Bank On It, Baby
With preparation, a secure financial future for your
child is within reach
By Lynn N. Duke
The nursery is perfectly appointed from the Robeez booties
and organic crib blanket in the dresser to the Alexander Henry paint on the
walls.
What’s left?
While many parents spend hours planning their baby’s new
nest, too few consider their children’s nest egg beyond, perhaps, taking an
initial stab at establishing a college fund.
In order to really give their children a solid financial
grip on the future, there are several aspects of their own financial lives that
parents should make sure are in order.
“Try to do everything along the way to secure your own
financial future, not with an eye toward leaving your children a windfall, but
so that you can help them along the way - their first car, college,
professional school or whatever their needs may be,” said Theodore E. Hughes,
Michigan assistant attorney general for law, retired, and co-author of several
books on estate and financial planning.
Estate planning, proper insurance coverage and a solid
retirement plan will aid your children’s financial stability in the long term
almost as much as it will your own. For parents of children with special needs,
maintaining control over these components is even more critical.

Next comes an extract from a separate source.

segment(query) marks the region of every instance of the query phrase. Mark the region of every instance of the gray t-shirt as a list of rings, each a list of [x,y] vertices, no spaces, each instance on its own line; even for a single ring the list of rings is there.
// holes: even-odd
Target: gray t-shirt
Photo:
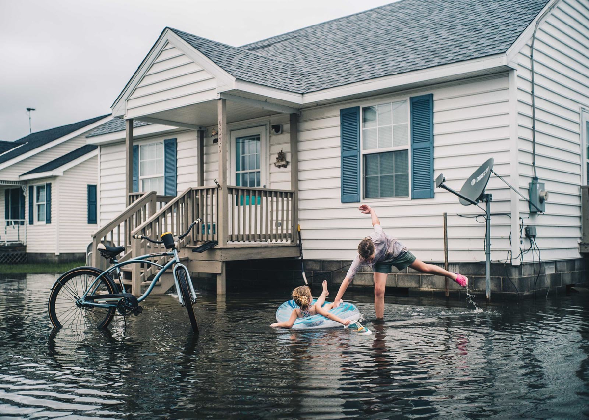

And in showing your children that money is a powerful tool
that can work for you or against you depending on how it’s managed, you may be
providing them with the strongest fiscal tool of all: Respect for money and its
uses.
“There’s a saying: Poor people spend their money and save
what’s left. Rich people save their money and spend what’s left,” said Deborah
Fox, founder of the San Diego-based Fox College Funding, LLC. “Money has its
own energy. You need to learn to attract money and to keep money.”
Here are nine steps you can take that will likely translate
into a smoother financial future for your children:
- Medical Insurance – If you don’t have medical coverage at
work, consider buying catastrophic coverage for all members of your
family. Even if you’re saving money, have a retirement and/or college
funds socked away, all it takes is one serious illness or accident to wipe
it all out. Catastrophic coverage, which usually includes a very high
deductible, can shield at least a portion of your nest egg in times of
crisis.
- Retirement - Securing your financial future can ease your
children’s burden later on, when they’re saving for their own retirement
and your grandchildren’s college education. If you have to choose between
a retirement fund and a college fund, go with retirement. “You can’t
borrow for retirement, like you can for college,” Fox said. Contributions
to IRAs and 401ks should be maximized before other investments or savings
plans are considered, Hughes said.
- Life Insurance – For a minimum investment, limit to term
life insurance can create an immediate nest egg of a $500,000 or $1
million if parents die prematurely, Hughes said.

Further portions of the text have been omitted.